Teams will have 12 months to implement small-scale proof of concept pilots to demonstrate viability. Successful pilots will be placed on the trajectory to wider-scale implementation, including possibly receiving $250,000 in scale-up funding and additional help in finding widespread adoption within CGIAR.
CGIAR Grant Funding Eligibility
Inspire Challenges are about solving big problems using next-generation ideas. We’re looking for bold, novel ideas that leverage the expansion of big data and digital technologies to unlock new scientific discoveries or enhance the agriculture development enterprise that contain one of these themes:
- Data Use: Combines multiple data sources and adds value to them through data fusion or analysis, mobilizing underused or misused data – especially CGIAR data.
- Scale: The project has potential to serve the needs of a growing user base and the interface is well designed and specific to the problem, with the data, procedure for use, and code base well documented.
- Impact: Enhances stakeholder ability to make decisions problem statement, rationale, process and outputs of the product clearly support decision making affecting the farm level.

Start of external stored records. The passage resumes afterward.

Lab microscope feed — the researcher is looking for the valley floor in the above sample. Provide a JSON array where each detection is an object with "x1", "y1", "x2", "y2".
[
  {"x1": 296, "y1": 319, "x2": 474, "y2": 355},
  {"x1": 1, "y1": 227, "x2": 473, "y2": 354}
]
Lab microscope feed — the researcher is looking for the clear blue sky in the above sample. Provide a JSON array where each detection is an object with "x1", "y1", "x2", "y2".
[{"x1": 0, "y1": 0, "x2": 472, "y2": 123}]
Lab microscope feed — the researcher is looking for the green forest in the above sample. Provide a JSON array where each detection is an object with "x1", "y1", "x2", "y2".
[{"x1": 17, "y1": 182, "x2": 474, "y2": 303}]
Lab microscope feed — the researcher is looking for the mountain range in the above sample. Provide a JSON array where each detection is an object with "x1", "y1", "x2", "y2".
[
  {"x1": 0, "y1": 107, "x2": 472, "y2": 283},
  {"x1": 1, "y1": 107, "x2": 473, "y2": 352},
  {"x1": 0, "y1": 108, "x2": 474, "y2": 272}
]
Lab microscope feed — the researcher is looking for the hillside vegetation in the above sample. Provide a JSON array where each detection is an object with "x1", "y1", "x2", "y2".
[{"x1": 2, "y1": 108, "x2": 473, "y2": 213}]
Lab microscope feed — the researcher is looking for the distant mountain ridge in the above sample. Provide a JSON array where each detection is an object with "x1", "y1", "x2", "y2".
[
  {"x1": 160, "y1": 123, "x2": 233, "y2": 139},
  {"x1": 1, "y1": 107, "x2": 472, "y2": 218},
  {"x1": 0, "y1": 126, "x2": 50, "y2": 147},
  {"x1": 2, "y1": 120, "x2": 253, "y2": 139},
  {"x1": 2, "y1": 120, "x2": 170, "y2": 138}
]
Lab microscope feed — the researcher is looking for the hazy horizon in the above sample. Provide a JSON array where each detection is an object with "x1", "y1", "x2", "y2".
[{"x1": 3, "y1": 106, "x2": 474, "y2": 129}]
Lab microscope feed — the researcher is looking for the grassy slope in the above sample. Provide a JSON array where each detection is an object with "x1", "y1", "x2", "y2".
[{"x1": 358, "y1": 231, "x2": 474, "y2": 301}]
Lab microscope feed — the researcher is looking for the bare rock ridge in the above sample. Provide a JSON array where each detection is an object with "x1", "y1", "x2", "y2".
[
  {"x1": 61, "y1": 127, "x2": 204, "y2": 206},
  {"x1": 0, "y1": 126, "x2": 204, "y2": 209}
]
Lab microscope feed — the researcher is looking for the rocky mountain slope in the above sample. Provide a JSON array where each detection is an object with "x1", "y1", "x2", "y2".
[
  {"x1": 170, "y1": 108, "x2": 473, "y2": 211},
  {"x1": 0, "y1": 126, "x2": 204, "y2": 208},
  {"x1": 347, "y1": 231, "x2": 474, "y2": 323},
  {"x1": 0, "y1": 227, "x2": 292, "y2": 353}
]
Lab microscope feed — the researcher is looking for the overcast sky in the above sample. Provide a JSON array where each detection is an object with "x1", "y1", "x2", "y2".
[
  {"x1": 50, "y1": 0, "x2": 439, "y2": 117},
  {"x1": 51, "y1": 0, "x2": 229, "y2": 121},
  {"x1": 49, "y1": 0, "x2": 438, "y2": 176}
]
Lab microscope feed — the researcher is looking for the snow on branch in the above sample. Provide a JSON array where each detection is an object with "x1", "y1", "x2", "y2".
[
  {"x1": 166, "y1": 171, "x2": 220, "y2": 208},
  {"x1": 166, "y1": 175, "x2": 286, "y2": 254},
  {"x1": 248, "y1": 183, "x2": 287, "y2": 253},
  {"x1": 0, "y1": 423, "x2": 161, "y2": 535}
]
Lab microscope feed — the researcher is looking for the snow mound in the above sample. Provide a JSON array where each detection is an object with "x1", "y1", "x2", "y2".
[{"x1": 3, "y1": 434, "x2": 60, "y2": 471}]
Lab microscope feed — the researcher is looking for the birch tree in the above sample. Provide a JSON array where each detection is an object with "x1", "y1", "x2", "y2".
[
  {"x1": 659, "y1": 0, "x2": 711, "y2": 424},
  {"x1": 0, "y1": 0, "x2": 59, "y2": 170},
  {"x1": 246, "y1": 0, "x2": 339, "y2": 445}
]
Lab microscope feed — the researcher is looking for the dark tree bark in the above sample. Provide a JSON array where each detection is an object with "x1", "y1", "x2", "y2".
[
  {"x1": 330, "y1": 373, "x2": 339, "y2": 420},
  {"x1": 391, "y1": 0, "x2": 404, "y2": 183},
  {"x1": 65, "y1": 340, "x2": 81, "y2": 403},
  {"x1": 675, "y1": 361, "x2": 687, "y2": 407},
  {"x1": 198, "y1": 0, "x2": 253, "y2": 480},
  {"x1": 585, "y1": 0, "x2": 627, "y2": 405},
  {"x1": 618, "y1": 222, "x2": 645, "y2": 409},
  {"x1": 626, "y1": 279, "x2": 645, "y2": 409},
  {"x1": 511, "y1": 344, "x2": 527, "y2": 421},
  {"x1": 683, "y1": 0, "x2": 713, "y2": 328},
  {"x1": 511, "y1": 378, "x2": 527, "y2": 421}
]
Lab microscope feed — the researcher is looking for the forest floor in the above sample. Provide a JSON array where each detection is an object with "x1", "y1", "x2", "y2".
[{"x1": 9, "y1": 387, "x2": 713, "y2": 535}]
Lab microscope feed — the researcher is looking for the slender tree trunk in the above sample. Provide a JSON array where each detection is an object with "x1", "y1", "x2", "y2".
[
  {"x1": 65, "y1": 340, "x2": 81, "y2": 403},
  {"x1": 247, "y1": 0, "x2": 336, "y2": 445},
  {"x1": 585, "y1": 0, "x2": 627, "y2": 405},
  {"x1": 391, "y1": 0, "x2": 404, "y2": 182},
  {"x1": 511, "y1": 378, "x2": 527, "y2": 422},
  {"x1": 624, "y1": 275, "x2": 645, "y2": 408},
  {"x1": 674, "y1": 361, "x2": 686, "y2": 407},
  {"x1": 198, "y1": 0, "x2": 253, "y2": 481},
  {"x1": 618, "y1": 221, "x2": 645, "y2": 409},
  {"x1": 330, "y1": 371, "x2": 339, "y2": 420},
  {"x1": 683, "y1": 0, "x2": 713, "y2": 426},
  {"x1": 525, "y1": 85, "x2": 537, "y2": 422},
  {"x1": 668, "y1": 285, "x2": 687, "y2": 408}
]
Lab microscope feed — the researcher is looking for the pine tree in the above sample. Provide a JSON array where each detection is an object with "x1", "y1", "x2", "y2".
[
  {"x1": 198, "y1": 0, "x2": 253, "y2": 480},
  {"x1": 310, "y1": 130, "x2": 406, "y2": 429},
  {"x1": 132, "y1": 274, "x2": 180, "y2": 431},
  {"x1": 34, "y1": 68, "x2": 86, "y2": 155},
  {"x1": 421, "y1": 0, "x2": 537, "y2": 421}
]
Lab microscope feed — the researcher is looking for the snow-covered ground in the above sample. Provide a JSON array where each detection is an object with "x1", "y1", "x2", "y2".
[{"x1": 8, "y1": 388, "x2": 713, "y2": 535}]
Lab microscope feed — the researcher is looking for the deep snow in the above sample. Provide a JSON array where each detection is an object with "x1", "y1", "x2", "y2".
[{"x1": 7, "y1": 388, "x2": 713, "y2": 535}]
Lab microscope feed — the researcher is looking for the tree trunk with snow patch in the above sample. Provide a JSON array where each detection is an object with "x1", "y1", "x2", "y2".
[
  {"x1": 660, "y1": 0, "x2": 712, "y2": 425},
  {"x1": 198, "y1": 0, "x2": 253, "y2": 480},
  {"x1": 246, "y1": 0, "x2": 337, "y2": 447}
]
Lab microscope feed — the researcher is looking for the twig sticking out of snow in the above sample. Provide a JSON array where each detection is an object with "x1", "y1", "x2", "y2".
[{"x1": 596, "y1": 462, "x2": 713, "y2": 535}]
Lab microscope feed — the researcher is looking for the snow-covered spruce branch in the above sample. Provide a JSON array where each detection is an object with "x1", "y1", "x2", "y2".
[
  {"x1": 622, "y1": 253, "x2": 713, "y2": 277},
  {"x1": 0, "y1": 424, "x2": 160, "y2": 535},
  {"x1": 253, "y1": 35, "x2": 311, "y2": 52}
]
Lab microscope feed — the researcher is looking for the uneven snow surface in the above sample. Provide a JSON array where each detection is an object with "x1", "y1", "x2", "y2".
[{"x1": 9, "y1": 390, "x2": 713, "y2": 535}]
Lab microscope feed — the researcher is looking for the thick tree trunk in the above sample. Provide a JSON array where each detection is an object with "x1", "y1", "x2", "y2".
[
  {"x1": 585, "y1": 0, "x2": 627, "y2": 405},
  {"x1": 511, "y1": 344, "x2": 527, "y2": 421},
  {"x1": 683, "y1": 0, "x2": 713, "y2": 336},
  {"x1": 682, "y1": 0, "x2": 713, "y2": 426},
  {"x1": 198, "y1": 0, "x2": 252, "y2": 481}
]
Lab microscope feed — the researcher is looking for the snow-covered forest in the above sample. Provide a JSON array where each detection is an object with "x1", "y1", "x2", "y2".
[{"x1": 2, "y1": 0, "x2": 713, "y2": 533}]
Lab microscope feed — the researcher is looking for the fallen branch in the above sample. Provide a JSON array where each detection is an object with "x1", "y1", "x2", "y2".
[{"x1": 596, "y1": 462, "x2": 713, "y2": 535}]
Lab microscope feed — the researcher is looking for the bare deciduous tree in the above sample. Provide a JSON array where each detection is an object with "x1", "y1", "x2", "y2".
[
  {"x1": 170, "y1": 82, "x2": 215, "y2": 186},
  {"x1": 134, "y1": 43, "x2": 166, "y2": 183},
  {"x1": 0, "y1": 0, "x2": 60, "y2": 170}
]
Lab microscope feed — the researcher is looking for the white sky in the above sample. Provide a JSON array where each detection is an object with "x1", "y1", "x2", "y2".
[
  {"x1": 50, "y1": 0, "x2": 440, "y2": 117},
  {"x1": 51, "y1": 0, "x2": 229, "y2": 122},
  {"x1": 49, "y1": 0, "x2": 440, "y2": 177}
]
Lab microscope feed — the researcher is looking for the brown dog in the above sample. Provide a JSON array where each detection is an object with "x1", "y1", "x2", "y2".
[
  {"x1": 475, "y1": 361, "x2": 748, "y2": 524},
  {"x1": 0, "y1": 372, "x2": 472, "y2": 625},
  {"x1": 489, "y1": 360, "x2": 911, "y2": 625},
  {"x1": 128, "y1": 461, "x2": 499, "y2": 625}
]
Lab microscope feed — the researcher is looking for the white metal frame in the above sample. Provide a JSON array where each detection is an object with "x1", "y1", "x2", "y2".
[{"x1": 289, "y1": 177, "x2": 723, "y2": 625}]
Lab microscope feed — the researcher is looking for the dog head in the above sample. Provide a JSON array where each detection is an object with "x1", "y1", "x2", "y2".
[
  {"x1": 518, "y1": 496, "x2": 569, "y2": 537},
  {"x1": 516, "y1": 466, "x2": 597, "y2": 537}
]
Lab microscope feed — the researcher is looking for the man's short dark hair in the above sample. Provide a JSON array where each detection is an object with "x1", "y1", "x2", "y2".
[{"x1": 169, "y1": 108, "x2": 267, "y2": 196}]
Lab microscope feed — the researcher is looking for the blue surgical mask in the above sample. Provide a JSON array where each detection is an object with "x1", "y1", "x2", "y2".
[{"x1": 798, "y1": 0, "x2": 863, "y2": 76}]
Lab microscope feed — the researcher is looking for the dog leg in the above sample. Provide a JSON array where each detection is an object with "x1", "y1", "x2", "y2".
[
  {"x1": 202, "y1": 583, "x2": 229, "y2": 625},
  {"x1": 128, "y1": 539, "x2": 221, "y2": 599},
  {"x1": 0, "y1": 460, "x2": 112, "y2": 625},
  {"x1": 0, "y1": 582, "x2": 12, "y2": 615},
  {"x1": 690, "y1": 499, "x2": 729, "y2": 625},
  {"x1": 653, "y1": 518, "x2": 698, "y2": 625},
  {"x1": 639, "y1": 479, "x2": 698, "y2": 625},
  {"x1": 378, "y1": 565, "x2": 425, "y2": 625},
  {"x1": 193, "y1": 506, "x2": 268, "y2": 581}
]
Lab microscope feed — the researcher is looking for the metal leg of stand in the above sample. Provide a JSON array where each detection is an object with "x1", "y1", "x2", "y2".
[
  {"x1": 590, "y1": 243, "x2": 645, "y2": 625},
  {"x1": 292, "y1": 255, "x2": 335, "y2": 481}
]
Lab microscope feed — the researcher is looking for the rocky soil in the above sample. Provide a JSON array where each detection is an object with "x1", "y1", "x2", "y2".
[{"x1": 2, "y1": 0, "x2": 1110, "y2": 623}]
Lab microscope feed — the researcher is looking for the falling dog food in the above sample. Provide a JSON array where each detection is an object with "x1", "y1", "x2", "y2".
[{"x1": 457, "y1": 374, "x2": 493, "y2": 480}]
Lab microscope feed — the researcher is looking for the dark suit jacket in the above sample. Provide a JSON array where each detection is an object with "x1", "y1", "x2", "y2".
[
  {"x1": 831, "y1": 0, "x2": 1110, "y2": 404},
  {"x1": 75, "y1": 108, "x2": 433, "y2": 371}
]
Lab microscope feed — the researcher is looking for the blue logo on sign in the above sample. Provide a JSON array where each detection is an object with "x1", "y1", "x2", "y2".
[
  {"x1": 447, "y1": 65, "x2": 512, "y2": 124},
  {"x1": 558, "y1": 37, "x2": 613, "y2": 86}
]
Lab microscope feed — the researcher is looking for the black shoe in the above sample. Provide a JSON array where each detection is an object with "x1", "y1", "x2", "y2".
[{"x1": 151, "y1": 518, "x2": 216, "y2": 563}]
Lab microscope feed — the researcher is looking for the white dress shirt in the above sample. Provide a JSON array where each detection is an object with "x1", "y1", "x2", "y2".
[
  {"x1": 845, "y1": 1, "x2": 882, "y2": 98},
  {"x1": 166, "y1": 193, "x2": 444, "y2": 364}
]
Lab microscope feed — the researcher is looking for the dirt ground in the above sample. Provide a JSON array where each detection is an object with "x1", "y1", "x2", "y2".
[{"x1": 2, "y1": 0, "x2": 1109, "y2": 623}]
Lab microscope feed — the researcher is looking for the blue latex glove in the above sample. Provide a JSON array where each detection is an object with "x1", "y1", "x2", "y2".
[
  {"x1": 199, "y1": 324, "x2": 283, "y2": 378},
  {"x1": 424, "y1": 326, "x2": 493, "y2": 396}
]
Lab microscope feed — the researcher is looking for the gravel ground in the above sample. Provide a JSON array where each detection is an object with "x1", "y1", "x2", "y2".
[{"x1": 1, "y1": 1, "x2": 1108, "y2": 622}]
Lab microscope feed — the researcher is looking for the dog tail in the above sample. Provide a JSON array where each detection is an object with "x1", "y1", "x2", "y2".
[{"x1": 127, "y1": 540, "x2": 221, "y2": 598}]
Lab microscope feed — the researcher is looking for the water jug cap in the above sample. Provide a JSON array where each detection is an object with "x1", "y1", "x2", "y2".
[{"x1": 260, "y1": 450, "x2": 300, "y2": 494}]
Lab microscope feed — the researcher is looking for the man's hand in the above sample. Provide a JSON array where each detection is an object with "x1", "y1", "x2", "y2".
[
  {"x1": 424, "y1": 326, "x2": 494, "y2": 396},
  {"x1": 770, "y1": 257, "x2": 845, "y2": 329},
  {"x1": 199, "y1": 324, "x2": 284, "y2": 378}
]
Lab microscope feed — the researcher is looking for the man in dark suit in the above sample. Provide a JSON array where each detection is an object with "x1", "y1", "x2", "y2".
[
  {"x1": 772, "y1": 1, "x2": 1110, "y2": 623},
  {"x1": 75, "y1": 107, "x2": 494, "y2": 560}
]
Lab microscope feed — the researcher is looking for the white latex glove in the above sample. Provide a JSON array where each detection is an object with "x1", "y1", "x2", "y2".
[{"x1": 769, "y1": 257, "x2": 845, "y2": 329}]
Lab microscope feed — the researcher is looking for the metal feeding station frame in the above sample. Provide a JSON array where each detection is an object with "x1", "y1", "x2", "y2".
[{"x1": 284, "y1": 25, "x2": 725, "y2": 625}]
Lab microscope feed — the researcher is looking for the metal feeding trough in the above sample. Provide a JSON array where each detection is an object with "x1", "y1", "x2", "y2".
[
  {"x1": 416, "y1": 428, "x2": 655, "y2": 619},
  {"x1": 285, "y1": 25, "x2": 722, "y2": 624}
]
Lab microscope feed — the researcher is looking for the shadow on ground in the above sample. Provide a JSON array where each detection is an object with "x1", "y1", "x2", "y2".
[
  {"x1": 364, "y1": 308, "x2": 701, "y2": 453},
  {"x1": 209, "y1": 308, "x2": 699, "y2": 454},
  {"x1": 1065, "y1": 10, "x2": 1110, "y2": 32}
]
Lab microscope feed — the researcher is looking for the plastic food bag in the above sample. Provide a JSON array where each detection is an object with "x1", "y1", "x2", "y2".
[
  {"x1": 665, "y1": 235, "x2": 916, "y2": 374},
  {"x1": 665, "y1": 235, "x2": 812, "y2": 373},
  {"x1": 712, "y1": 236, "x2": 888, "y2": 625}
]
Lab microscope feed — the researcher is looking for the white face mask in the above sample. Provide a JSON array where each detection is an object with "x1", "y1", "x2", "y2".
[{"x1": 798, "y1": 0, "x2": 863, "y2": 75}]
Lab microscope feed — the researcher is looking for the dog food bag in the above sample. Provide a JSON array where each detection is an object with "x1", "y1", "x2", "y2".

- Sustainability: Narrative clearly indicates hardware, software, human resources required to install/maintain/run the product, and good documentation is provided.
- Innovation: Proposal is a real game changer with the potential to transform food systems. It is not basic research nor solely targeted towards sustaining ongoing research.
- Pitch: Pitch and demonstration is compelling, well organised, and clearly illustrates the relationship of the problem to the proposed solution.